Rethinking the city from home

How can a city adapt towards a more flexible way of living and working? Justin Zhuang reflects on his own work-from-home experience and shares his observations.

When I first began working from home a decade ago, most of my friends were amazed it actually worked. Or that I actually did work. Fast forward to 2020, and it has become a reality for most. The pandemic has changed how traditional office are used and led many to turn their homes into workspaces. What was meant to be temporary is becoming a new normal as companies rethink their setup to support working from home. 

As I watched the rest of the world discover this “new” mode of working, there was a sense of déjà vu. I first started working out of my parent’s apartment simply because I had no office to report to as a freelance writer. In contrast, both my parent did, and my sister was still schooling. Their absence meant the apartment was emptied in the day. I could work out of my bedroom, in the dining area or even in front of the television in the living room!

Having to spend the entire day at home, I quickly learnt the need to create an atmosphere of “work”. Most mornings began with me “traveling” out of the bedroom to have breakfast in the dining area, before returning to the same room that then became my “office”. I also worked the typical hours of nine to six like others.

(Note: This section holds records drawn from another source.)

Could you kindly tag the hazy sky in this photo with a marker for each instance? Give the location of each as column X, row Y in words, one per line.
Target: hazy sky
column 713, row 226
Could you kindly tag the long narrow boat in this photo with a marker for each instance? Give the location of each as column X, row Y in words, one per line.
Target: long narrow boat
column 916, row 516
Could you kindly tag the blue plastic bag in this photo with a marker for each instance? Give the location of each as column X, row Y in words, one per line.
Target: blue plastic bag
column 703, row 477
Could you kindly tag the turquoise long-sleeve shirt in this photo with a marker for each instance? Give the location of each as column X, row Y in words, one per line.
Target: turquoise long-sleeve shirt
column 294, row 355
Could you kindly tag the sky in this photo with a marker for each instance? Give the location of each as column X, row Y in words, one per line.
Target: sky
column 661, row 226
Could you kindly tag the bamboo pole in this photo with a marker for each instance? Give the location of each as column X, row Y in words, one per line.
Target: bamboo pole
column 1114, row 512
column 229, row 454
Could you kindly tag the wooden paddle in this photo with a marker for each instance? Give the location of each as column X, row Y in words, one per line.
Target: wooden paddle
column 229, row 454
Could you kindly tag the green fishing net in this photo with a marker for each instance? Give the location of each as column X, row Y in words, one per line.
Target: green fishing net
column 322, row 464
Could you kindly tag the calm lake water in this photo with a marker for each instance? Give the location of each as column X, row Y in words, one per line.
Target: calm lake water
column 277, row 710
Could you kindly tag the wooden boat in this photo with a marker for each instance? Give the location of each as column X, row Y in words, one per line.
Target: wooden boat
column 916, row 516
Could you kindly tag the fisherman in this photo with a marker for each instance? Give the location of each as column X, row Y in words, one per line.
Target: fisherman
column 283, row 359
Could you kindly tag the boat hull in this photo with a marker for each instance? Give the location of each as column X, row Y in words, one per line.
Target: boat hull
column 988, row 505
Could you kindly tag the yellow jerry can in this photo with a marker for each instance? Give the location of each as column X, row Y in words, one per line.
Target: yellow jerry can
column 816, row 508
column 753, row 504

Such routines were essential as I did not have a physical office to separate work from life. 

Another way of carving out the two was to simply work in another space. While many have the romantic notion of writing in a café or the luxury of co-working spaces, I preferred the public library where it was quieter, and more importantly, free. In my search for such “third places” to work, I realised how rigid the city was designed. Homes were for living. Offices for working. Malls and parks were spaces for play. Trying to carry out one in another was challenging and frowned upon. It is why working or studying in a café is largely tolerated rather than encouraged.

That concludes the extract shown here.